Title: Pansies: A Spires Story
Author: Alexis Hall
Publisher: Riptide Publishing
Release Date: October 8, 2016
The Breakfast Octopus’ rating: A
Can the fully paid-up pansy make things right with the pink-tipped hipster?
A Spires Story
Alfie Bell is . . . fine. He’s got a six-figure salary, a penthouse in Canary Wharf, the car he swore he’d buy when he was eighteen, and a bunch of fancy London friends.
It’s rough, though, going back to South Shields now that they all know he’s a fully paid-up pansy. It’s the last place he’s expecting to pull. But Fen’s gorgeous, with his pink-tipped hair and hipster glasses, full of the sort of courage Alfie’s never had. It should be a one-night thing, but Alfie hasn’t met anyone like Fen before.
Spoiler (highlight to read):
[Except he has. At school, when Alfie was everything he was supposed to be, and Fen was the stubborn little gay boy who wouldn’t keep his head down. And now it’s a proper mess: Fen might have slept with Alfie, but he’ll probably never forgive him, and Fen’s got all this other stuff going on anyway, with his mam and her flower shop and the life he left down south.]
Alfie just wants to make it right. But how can he, when all they’ve got in common is the nowhere town they both ran away from.

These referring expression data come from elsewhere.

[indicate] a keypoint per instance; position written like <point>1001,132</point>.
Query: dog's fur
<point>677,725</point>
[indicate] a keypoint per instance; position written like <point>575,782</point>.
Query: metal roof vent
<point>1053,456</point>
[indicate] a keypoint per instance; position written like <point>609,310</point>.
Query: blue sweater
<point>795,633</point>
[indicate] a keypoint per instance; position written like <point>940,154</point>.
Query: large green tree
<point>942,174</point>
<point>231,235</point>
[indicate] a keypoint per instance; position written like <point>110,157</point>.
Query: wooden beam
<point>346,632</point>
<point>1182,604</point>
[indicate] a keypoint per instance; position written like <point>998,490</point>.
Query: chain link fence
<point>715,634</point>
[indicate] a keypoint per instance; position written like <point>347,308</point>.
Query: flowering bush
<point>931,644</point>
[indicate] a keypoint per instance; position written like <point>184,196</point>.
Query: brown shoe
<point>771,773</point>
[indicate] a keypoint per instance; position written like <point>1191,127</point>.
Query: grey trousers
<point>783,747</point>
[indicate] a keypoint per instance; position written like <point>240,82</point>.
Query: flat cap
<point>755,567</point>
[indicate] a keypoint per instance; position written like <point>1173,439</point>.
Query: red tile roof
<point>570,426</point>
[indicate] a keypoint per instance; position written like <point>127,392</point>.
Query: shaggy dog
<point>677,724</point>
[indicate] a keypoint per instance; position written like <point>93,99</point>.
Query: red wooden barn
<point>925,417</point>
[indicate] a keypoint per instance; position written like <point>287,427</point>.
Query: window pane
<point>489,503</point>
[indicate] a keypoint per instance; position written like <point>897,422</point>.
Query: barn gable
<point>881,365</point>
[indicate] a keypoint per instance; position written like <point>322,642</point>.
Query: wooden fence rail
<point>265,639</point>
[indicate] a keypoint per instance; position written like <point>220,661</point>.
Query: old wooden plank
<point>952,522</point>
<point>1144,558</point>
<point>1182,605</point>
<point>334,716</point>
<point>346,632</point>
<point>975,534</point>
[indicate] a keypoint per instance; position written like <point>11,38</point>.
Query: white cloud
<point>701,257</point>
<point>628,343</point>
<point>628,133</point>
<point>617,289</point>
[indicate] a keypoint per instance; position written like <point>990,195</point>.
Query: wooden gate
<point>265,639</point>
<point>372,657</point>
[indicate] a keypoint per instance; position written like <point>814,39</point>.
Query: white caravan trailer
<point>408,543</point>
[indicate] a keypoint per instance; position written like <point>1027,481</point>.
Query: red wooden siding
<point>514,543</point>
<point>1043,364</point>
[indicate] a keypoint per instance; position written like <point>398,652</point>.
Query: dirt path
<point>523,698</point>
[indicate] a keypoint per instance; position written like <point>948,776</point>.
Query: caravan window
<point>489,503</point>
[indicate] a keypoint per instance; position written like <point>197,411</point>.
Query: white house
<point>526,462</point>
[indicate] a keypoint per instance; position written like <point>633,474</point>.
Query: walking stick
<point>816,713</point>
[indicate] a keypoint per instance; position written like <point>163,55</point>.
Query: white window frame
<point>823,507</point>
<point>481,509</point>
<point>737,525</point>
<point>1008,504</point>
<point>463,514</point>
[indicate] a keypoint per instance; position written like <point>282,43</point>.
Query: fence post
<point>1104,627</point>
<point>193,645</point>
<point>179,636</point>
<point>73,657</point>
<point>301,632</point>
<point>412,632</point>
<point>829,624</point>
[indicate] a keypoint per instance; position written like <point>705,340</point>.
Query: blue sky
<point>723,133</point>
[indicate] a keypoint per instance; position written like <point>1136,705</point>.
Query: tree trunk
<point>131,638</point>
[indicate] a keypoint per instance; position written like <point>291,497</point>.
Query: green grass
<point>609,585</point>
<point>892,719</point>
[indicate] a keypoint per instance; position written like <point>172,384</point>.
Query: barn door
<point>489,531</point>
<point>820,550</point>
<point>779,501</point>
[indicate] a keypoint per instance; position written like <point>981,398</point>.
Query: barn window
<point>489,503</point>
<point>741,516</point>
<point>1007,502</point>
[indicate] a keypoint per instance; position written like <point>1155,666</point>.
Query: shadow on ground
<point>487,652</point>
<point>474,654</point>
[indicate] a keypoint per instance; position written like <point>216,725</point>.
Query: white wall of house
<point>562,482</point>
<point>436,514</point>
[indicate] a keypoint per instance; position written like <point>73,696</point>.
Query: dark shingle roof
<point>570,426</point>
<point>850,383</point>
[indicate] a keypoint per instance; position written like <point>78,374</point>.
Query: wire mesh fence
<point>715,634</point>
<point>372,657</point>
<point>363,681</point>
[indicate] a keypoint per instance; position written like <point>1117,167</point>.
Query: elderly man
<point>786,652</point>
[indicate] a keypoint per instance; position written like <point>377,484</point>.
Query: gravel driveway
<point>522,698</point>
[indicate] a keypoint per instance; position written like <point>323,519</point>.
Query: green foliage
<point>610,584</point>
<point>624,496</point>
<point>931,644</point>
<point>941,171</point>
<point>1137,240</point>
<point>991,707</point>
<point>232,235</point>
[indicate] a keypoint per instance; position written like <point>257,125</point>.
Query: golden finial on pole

My favorite scene in Pansies came early into the book, when the two main characters first get together for a hot and somewhat confusing hookup. Author Alexis Hall does a marvelous job of keeping the tension just this side of unbearable, and when all is revealed, it’s perfectly poignant. And it stands up to a second (and third, and fourth) reading as well.
I loved the characters’ backstory and Fen and Alfie’s relationship, although I sympathized with Alfie’s wise friends when Alfie was being an idiot. Alfie had a bit of the “entitled manly bro” attitude at the beginning, though he through throughout the story. I loved seeing him work through his internalized homophobia and blockheadish ideas of what it means to be a man, and a gay man in particular. I cried when I read his painful conversation with his loving but ultimately un-accepting mom.
I loved Fen and his grief really got to me. I lost someone close to me earlier this year and Hall’s portrayal of that awful stuck feeling really resonated with me. I loved that Fen knew his own worth and wasn’t willing to put up with Alfie’s nonsense when it hurt him.
There’s so much to love in this book, but I don’t want to give away anything more. Just read it. You’ll love it.